Still, viewers interested in the true story of Father Gabriele Amorth, who claimed to have performed tens of thousands of exorcisms during his 30-year career as the Vatican’s head exorcist, will be left wanting. The Pope’s Exorcist attempts to do for Amorth what The Conjuring franchise did for Ed and Lorraine Warren, but despite an excellent production design and efficient direction under Julius Avery, it isn’t nearly scary enough to work on those terms.

The Pope’s Exorcist stars Russell Crowe as Amorth in a commanding central performance that injects some offbeat humor into an otherwise serious persona (“the Devil doesn’t like jokes,” he tells his unwitting assistant). Savoring a robust Italian accent like a fine wine, Crowe’s Amorth is always an interesting screen presence even when the story dives into the predictable.

Early scenes of The Pope’s Exorcist depict some promising insight into Amorth’s background. The film opens with an exorcism in rural Italy, 1986, as the Father tricks a demon into escaping a young man and possessing a pig; the beast is quickly slaughtered, killing the demon with it.

Before a Vatican tribunal, however, Amorth reveals that, in fact, he knew that the young man was not possessed: that he was suffering from some kind of psychosis, and a little theater might have been what was needed to save him. In fact, the Father reveals, 98 percent of the possessions he is dispatched to investigate are actually mental health issues.

This story thread is nicely conveyed through flashbacks that circle around Amorth’s greatest regret: a young woman who feigned possession who he referred to psychiatrists. She later committed suicide after failing to receive the help she needed.

Of course, The Pope’s Exorcist is not an exposé on exorcisms conducted by the Catholic church. It focuses on the purported two percent of possessions Amorth dealt with that turned out to be the real deal, and during the events of the movie involve a young American boy (Peter DeSouza-Feighoney) who becomes possessed after moving with his mother (Alex Essoe) and sister (Laurel Marsden) to a sprawling abbey in rural Spain.

Like nearly every movie of this type that been released over the past 50 years in the wake of The Exorcist, the possession scenes in The Pope’s Exorcist involve a child wearing heavy prosthetic makeup effects tied to a bed, levitating objects and bodies thrown around the room, a foul-mouthed demon, and priests holding crosses and reciting prayers. Ralph Ineson fills in for Mercedes McCambridge as the voice of the demon.

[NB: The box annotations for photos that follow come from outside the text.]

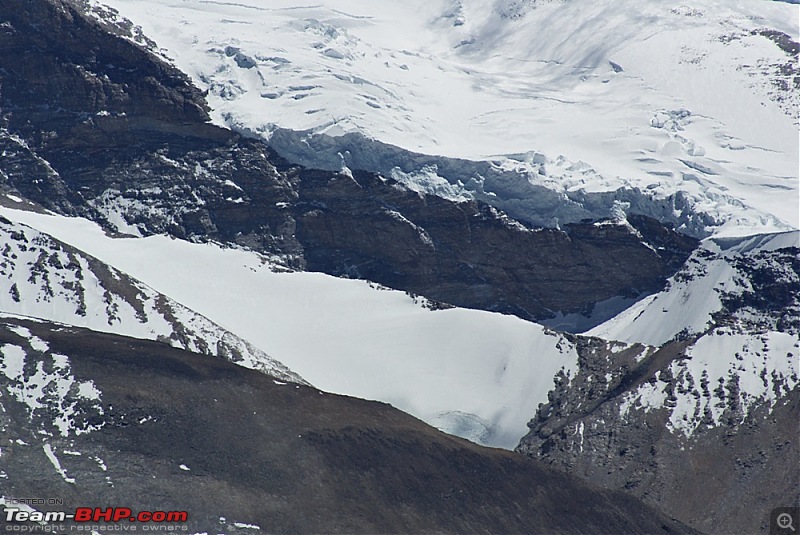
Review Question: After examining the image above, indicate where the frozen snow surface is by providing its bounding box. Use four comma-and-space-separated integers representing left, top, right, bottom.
0, 208, 578, 448
92, 0, 800, 236
0, 216, 303, 382
586, 231, 800, 346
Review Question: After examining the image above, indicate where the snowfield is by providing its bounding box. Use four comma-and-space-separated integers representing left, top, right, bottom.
0, 208, 578, 449
94, 0, 800, 236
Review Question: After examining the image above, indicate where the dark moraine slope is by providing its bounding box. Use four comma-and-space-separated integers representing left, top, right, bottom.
0, 318, 692, 534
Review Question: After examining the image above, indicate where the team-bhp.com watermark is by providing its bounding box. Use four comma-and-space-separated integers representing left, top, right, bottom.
4, 505, 189, 533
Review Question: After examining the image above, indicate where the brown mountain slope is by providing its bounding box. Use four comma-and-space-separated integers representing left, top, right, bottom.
0, 318, 690, 533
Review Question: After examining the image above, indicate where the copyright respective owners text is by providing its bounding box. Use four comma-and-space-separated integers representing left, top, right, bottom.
0, 504, 189, 534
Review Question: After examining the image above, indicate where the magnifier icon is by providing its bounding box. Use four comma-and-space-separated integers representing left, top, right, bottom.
778, 513, 797, 531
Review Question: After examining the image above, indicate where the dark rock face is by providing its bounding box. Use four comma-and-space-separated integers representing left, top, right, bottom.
0, 319, 691, 533
518, 243, 800, 533
0, 0, 696, 319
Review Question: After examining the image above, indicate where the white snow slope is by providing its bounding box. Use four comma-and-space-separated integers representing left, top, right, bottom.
90, 0, 800, 236
0, 211, 303, 382
0, 207, 578, 449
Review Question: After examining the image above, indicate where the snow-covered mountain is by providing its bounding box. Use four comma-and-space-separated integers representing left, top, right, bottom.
0, 203, 578, 449
0, 0, 800, 531
0, 208, 304, 383
87, 0, 800, 236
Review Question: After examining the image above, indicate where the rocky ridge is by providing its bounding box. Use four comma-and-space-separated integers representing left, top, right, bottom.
0, 319, 693, 534
0, 1, 696, 326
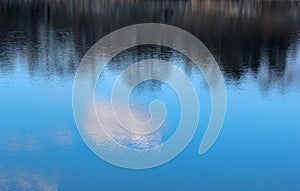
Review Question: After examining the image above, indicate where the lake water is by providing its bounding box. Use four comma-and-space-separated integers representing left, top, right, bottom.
0, 0, 300, 191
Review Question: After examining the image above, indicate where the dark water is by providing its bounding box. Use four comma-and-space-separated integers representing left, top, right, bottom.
0, 0, 300, 191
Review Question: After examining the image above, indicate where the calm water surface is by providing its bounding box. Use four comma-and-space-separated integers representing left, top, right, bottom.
0, 0, 300, 191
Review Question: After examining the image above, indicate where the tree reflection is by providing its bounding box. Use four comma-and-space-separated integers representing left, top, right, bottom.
0, 0, 300, 90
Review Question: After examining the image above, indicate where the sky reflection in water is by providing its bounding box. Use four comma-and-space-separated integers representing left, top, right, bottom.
0, 0, 300, 190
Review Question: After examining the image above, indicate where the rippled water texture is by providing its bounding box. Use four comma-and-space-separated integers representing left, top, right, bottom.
0, 0, 300, 191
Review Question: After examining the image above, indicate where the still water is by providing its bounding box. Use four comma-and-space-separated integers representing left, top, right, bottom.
0, 0, 300, 191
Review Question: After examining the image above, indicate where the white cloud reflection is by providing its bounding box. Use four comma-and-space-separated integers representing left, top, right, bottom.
83, 99, 163, 149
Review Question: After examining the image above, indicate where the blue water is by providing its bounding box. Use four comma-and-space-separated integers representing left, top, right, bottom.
0, 1, 300, 191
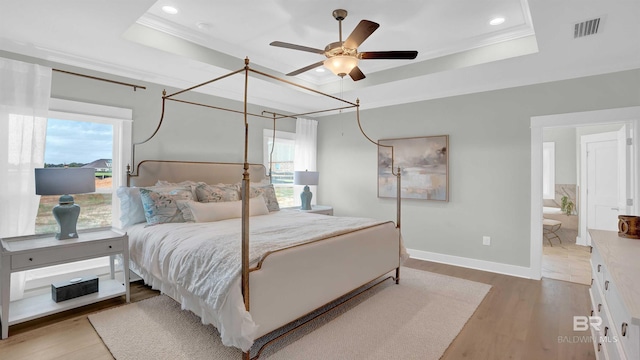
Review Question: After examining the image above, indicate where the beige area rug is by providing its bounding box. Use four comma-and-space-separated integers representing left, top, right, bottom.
89, 268, 491, 360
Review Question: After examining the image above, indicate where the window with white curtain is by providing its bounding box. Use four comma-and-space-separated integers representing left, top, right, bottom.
542, 141, 556, 199
25, 99, 132, 293
262, 129, 296, 207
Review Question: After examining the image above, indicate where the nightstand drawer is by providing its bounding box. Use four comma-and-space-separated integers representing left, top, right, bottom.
11, 240, 124, 270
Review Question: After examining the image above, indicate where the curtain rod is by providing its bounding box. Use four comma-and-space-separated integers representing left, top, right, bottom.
51, 69, 147, 91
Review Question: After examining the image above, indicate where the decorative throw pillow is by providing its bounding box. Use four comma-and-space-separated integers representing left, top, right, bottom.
116, 186, 147, 228
238, 183, 280, 211
196, 183, 240, 202
186, 196, 269, 222
140, 187, 193, 225
176, 200, 196, 222
155, 180, 201, 199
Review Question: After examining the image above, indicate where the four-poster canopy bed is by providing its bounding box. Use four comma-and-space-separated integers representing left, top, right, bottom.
119, 59, 407, 359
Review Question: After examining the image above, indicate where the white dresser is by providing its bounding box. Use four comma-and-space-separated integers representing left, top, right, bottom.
589, 230, 640, 360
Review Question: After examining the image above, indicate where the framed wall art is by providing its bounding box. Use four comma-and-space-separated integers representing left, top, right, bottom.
378, 135, 449, 201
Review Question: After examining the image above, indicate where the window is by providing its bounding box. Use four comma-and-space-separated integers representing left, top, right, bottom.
542, 142, 556, 199
36, 118, 114, 234
26, 99, 132, 292
263, 129, 296, 207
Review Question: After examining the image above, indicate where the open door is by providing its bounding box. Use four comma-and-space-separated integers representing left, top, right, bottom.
581, 125, 632, 245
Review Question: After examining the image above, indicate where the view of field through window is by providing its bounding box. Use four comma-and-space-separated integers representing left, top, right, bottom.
35, 119, 113, 234
265, 137, 295, 207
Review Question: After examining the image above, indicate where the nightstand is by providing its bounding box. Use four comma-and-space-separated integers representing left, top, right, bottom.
282, 205, 333, 215
0, 228, 130, 339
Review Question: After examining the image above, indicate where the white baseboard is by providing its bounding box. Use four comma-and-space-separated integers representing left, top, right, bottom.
407, 249, 537, 280
576, 236, 587, 246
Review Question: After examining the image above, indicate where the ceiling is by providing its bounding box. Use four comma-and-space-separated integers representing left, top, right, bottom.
0, 0, 640, 113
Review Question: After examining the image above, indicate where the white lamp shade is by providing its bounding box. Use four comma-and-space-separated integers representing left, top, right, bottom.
35, 168, 96, 195
324, 55, 358, 76
293, 171, 320, 185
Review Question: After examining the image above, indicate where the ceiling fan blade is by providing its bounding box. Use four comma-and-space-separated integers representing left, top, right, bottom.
344, 20, 380, 49
287, 61, 324, 76
358, 51, 418, 60
269, 41, 324, 54
349, 66, 366, 81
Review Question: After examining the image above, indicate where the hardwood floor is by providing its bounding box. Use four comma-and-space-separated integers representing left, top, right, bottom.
0, 259, 595, 360
542, 229, 591, 285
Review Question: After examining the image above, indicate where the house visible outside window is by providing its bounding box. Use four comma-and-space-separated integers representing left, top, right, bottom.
542, 142, 556, 199
263, 129, 296, 207
36, 118, 114, 234
25, 99, 132, 293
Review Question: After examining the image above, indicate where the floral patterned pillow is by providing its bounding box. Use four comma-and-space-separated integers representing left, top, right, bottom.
196, 183, 240, 202
140, 187, 193, 225
237, 183, 280, 212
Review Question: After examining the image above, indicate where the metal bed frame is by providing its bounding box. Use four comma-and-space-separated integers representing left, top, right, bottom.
127, 58, 402, 360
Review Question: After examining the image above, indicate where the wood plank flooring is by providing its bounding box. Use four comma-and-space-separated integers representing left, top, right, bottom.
0, 259, 595, 360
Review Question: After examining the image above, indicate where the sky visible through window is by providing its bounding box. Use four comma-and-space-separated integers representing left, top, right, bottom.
44, 119, 113, 164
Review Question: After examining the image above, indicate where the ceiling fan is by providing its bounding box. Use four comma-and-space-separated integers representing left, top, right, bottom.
269, 9, 418, 81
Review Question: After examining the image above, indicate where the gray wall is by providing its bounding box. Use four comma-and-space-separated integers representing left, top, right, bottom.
6, 52, 640, 266
543, 127, 578, 185
318, 70, 640, 267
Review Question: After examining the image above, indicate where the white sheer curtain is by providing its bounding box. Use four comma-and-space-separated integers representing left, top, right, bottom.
0, 58, 51, 300
293, 118, 322, 205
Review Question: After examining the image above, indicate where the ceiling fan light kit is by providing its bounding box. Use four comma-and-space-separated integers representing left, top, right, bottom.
324, 55, 358, 77
270, 9, 418, 81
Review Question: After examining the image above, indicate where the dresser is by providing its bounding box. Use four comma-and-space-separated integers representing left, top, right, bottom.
589, 230, 640, 360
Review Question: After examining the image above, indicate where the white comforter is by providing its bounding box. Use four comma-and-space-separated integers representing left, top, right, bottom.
127, 211, 390, 351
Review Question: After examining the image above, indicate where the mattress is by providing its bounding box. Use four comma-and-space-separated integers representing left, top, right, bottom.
127, 211, 398, 351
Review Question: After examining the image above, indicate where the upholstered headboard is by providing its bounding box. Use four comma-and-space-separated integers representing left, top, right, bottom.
128, 160, 268, 187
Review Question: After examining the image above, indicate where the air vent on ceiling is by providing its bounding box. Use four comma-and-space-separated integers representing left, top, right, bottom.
573, 18, 600, 39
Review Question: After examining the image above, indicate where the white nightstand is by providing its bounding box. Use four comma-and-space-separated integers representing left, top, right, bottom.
282, 205, 333, 215
0, 229, 129, 339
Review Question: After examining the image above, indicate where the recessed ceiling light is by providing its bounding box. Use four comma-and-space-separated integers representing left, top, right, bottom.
196, 22, 211, 31
162, 5, 178, 15
489, 17, 504, 26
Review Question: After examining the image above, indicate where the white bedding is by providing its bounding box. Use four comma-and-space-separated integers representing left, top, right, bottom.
127, 211, 396, 351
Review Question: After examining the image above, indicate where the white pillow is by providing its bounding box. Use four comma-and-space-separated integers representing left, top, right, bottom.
187, 195, 269, 222
116, 186, 147, 228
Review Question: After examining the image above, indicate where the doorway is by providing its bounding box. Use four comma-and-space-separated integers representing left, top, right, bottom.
530, 106, 640, 279
542, 124, 626, 285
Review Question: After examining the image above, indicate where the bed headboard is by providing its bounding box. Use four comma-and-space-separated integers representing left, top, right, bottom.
127, 160, 269, 187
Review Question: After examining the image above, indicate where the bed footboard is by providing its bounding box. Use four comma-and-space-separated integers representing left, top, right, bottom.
249, 222, 400, 337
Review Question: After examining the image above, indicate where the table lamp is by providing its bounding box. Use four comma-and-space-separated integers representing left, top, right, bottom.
293, 171, 319, 210
35, 168, 96, 240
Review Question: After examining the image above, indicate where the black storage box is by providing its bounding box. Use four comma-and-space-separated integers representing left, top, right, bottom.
51, 276, 98, 302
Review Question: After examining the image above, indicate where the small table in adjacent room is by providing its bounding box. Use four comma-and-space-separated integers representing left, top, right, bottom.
542, 219, 562, 246
0, 228, 129, 339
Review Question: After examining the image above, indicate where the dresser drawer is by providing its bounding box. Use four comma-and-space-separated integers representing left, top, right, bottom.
602, 279, 640, 359
11, 240, 124, 270
591, 246, 605, 284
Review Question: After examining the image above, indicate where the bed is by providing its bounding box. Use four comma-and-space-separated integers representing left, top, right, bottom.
119, 161, 406, 351
118, 59, 408, 359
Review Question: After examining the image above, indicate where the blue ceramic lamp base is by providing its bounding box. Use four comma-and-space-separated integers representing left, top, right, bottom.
53, 195, 80, 240
300, 185, 313, 210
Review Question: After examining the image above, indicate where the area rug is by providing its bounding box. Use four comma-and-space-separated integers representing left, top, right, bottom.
89, 268, 491, 360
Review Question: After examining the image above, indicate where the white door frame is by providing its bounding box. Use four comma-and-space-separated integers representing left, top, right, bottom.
529, 106, 640, 280
576, 126, 631, 246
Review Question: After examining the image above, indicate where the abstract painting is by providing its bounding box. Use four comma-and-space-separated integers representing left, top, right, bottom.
378, 135, 449, 201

The Exorcist understood that it wasn’t the physical manifestation of the demon that was scary: it was the suggestion that such great and unknown evil could even exist in the world that sent shivers down our spines. Five decades later, The Exorcist remains one of the scariest movies ever made; The Pope’s Exorcist doesn’t even attempt to work on that level.

Instead, the narrative leans into tropes from Japanese horror rather than possession movies. In order to save the young boy and vanquish the demon, Amorth and his assistant (Daniel Zovatto) must solve the mystery that lies underneath the abbey, which involves dark secrets from the Spanish Inquisition.